Search code examples
pythonpdfdocxpythonanywherepython-docx

Converting docx to pdf with pure python (on linux, without libreoffice)


I'm dealing with a problem trying to develop a web-app, part of which converts uploaded docx files to pdf files (after some processing). With python-docx and other methods, I do not require a windows machine with word installed, or even libreoffice on linux, for most of the processing (my web server is pythonanywhere - linux but without libreoffice and without sudo or apt install permissions). But converting to pdf seems to require one of those.
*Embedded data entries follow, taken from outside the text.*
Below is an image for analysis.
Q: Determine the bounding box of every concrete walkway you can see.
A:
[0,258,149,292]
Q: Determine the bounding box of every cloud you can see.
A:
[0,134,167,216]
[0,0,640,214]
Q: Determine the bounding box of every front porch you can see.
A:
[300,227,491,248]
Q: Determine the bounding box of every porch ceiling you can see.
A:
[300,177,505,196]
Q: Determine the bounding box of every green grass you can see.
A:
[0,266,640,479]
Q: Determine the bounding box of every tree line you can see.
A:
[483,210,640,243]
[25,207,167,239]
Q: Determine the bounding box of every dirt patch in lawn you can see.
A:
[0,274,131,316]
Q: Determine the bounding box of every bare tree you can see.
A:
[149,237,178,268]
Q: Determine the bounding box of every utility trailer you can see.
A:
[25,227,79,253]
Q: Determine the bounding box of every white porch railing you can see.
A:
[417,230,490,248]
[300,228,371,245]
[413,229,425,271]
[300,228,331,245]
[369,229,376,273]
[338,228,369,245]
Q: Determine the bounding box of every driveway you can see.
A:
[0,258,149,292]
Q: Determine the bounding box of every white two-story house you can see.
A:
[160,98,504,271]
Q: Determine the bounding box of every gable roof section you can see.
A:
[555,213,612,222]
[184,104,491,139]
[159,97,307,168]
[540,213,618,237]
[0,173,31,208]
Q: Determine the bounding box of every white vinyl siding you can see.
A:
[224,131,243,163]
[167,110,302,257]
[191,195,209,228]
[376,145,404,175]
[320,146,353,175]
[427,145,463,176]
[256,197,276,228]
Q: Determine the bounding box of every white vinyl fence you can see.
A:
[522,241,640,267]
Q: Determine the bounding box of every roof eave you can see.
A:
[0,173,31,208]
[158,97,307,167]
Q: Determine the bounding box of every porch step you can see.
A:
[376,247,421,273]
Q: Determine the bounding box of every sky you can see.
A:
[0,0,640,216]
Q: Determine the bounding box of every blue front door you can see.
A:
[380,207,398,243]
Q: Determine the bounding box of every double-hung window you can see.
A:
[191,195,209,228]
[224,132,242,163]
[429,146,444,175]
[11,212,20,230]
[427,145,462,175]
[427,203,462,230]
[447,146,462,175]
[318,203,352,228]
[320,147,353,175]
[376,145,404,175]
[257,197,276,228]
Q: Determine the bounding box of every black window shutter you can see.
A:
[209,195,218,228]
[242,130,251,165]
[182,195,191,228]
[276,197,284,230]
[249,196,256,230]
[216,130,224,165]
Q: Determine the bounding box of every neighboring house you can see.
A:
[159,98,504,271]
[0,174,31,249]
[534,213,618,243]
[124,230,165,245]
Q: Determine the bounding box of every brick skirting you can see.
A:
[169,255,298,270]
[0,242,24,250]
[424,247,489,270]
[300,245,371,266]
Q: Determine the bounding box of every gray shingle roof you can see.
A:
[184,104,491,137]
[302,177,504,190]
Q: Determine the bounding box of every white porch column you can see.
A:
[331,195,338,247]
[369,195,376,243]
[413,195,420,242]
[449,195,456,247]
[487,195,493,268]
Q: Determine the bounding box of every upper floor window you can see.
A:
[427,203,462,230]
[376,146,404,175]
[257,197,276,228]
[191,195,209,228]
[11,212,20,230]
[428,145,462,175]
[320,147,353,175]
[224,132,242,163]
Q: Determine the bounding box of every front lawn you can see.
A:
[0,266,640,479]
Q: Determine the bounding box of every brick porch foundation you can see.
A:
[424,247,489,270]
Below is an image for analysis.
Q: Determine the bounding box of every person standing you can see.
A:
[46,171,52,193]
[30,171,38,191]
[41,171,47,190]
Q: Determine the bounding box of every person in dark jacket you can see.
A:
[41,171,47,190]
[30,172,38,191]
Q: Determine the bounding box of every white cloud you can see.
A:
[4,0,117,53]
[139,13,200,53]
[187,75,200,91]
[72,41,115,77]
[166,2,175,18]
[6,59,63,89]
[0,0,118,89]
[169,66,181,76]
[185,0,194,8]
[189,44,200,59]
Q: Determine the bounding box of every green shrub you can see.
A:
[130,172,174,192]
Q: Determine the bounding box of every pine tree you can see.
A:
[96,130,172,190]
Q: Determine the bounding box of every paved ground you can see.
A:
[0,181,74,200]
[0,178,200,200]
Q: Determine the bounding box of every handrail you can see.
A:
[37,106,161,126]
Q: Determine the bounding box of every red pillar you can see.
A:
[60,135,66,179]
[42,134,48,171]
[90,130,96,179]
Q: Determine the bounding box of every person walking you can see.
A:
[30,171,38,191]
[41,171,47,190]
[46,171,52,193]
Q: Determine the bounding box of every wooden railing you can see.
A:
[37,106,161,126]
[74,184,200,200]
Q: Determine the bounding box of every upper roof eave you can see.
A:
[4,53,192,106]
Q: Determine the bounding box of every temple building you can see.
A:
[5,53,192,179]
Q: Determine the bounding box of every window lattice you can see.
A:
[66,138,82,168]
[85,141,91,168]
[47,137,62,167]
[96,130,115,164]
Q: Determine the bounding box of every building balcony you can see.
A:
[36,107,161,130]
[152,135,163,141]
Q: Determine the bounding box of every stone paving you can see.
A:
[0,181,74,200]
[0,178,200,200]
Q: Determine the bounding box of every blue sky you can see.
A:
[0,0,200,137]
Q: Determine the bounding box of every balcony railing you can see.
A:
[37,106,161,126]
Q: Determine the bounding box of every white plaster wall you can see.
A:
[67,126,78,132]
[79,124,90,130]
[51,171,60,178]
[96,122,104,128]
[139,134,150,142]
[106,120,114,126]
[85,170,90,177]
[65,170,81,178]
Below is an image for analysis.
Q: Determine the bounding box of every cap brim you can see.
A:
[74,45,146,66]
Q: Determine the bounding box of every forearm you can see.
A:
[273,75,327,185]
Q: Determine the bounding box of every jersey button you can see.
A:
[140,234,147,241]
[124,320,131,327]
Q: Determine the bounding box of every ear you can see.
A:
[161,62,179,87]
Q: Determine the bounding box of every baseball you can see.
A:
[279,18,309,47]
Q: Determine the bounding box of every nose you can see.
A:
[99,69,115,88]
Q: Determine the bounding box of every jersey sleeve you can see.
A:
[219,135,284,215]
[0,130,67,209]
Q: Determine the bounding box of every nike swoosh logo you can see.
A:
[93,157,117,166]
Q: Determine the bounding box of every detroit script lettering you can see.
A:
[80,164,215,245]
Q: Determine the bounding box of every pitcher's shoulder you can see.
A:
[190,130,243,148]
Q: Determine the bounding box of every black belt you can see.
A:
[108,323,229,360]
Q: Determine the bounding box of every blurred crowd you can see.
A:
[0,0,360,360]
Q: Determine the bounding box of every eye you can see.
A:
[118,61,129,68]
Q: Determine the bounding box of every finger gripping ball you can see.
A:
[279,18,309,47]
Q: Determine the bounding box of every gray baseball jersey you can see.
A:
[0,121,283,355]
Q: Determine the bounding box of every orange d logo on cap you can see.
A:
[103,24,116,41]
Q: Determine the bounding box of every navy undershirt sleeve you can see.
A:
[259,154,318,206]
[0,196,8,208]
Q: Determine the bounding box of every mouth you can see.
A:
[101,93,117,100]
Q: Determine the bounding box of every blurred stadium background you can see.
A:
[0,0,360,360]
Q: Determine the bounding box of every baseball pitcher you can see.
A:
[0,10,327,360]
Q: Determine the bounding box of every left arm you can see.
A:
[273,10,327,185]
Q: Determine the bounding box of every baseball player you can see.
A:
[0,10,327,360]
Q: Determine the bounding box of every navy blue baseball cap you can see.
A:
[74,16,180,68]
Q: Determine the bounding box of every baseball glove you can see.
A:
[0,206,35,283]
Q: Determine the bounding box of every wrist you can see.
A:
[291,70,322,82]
From exploring questions here and elsewhere, this is what I have so far:

import subprocess

try:
    from comtypes import client
except ImportError:
    client = None

def doc2pdf(doc):
    """
    convert a doc/docx document to pdf format
    :param doc: path to document
    """
    doc = os.path.abspath(doc) # bugfix - searching files in windows/system32
    if client is None:
        return doc2pdf_linux(doc)
    name, ext = os.path.splitext(doc)
    try:
        word = client.CreateObject('Word.Application')
        worddoc = word.Documents.Open(doc)
        worddoc.SaveAs(name + '.pdf', FileFormat=17)
    except Exception:
        raise
    finally:
        worddoc.Close()
        word.Quit()


def doc2pdf_linux(doc):
    """
    convert a doc/docx document to pdf format (linux only, requires libreoffice)
    :param doc: path to document
    """
    cmd = 'libreoffice --convert-to pdf'.split() + [doc]
    p = subprocess.Popen(cmd, stderr=subprocess.PIPE, stdout=subprocess.PIPE)
    p.wait(timeout=10)
    stdout, stderr = p.communicate()
    if stderr:
        raise subprocess.SubprocessError(stderr)

As you can see, one method requires comtypes, another requires libreoffice as a subprocess. Other than switching to a more sophisticated hosting server, is there any solution?


Solution

  • The PythonAnywhere help pages offer information on working with PDF files here: https://help.pythonanywhere.com/pages/PDF

    Summary: PythonAnywhere has a number of Python packages for PDF manipulation installed, and one of them may do what you want. However, shelling out to abiword seems easiest to me. The shell command abiword --to=pdf filetoconvert.docx will convert the docx file to a PDF and produce a file named filetoconvert.pdf in the same directory as the docx. Note that this command will output an error message to the standard error stream complaining about XDG_RUNTIME_DIR (or at least it did for me), but it still works, and the error message can be ignored.